Kyle Larson Approves IndyCar-NASCAR Doubleheaders After Phoenix

The IndyCar–NASCAR Phoenix doubleheader delivered historic wins for Team Penske as Kyle Larson backed more crossover events.

  • Fahad Hamid
  • 4 min read
Kyle Larson Approves IndyCar-NASCAR Doubleheaders After Phoenix
© Nadia Zomorodian / USA TODAY NETWORK via Imagn Images

Kyle Larson just gave the motorsports world exactly what it needed: a co-sign. After one of the most electric racing weekends in recent memory, the defending NASCAR Cup champion made his feelings crystal clear.

He wants more IndyCar–NASCAR doubleheaders. And after what went down at Phoenix Raceway on March 7–8, 2026, it’s hard to argue with him.

Two days. Two races. One team absolutely owning the whole thing. Larson didn’t sugarcoat it. Standing in the aftermath of a weekend that had fans buzzing from coast to coast, he looked straight at IndyCar and said, “Those guys deserve to be the premier division.”

That’s not a throwaway quote. That’s a man with credibility, a Cup champion, a Hendrick Motorsports pillar, lending his name and his reputation to the idea that open-wheel and stock car racing belong on the same stage, the same weekend, at the same track. When Larson talks, people listen. And right now, he’s talking about the future of motorsports.

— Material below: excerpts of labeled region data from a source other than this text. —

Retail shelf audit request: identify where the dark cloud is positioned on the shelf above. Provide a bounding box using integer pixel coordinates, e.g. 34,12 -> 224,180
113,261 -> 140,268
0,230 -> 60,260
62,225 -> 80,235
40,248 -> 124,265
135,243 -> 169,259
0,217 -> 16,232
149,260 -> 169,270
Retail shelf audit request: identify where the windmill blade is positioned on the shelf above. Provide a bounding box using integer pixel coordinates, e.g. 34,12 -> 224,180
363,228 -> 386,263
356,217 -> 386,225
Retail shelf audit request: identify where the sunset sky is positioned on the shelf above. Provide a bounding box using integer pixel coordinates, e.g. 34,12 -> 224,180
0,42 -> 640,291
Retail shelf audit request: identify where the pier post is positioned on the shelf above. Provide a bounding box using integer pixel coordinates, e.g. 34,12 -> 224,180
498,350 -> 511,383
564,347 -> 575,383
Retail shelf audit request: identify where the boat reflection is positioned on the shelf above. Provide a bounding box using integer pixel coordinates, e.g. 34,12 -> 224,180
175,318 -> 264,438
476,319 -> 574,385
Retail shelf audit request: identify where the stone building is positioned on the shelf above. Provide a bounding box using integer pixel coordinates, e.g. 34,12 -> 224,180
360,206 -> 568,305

1. Phoenix Delivered Big Time

Let’s set the scene. IndyCar hadn’t raced at Phoenix since 2018. Eight years away from the one-mile oval. When they came back for the Good Ranchers 250, the expectations were high and Josef Newgarden didn’t just meet them, he crushed them. Newgarden crossed the line first, with teammate David Malukas starting from pole and finishing third. A Penske 1-3 in IndyCar. Dominant doesn’t begin to cover it. Then came Sunday. Ryan Blaney strapped in for the NASCAR Cup Series Straight Talk Wireless 500 and went to work. It wasn’t clean. There was late-race drama, there always is at Phoenix, but Blaney held it together and snapped Tyler Reddick’s three-race winning streak in the process. Another Penske car, another Penske win. Roger Penske’s team swept the entire weekend. In their 60th anniversary season. If you wrote that in a movie script, someone would tell you it was too on the nose.

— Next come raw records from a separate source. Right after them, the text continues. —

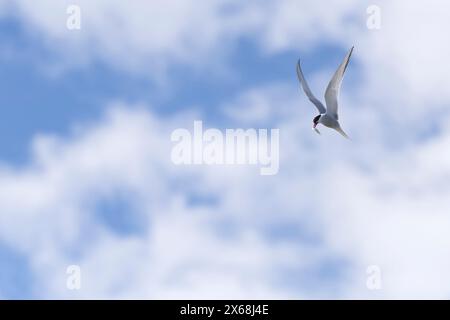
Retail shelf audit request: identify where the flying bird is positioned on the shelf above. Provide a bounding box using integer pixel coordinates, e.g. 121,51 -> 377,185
297,47 -> 354,139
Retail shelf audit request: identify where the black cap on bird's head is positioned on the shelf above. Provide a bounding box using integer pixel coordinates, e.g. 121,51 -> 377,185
313,114 -> 321,129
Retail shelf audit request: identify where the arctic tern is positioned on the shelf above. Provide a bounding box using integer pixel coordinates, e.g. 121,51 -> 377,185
297,47 -> 354,139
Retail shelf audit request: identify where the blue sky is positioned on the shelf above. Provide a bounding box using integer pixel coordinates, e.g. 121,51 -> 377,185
0,0 -> 450,299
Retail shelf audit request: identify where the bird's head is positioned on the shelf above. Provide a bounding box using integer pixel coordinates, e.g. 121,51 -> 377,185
313,114 -> 320,129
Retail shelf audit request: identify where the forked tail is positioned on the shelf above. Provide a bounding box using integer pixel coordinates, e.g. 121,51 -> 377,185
335,126 -> 351,140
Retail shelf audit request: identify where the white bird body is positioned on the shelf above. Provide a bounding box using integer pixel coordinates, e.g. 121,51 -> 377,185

2. Why This Weekend Actually Matters

Look past the trophy haul, and you’ll see something bigger happening here. Doubleheaders between IndyCar and NASCAR have been talked about for years. The concept sounds great in theory: two fanbases, one weekend, massive energy, but logistics always got in the way. Scheduling conflicts, media access headaches, the usual behind-the-scenes friction that kills good ideas before they breathe. Phoenix changed that conversation. The atmosphere that weekend felt like a motorsports festival. Fans who came for NASCAR stayed for IndyCar. IndyCar fans got a live look at NASCAR’s biggest stars. Everyone left with more than they bargained for. That kind of organic crossover is exactly what both series have been chasing for years, and Phoenix just handed them a working blueprint.

3. What Comes Next for Larson and the Double-Header Push

Momentum is real in sports. Right now, it’s pointing directly at more of these events. Insiders within NASCAR are already floating ideas, such as a streamlined “one waiver” system that would make it easier for media and teams to operate across both series on shared weekends. Other tracks, Texas, Michigan, and Indianapolis, are reportedly evaluating whether they can pull off something similar. And with Larson’s endorsement carrying serious weight in the paddock, that conversation just got louder. The man just won a Cup championship. He’s attempted the Indianapolis 500. He understands, more than most, what it looks like when two worlds of racing collide and produce something genuinely great. His support isn’t just a nice gesture, but it’s a signal to promoters, broadcasters, and sanctioning bodies that the demand is real. Here’s what Phoenix proved: fans don’t just want racing, they want events. They want to talk about the weekends on Monday morning. They want the kind of electric, chaotic, unpredictable energy that only happens when the stakes are high and the competition is fierce. A Penske sweep across two different racing series, a defending Cup champion openly championing a competitor’s league, and one of the best short-track weekends in years is a story that writes itself. Larson wants more. The fans want more. And after Phoenix, the case for more IndyCar–NASCAR doubleheaders has never been stronger.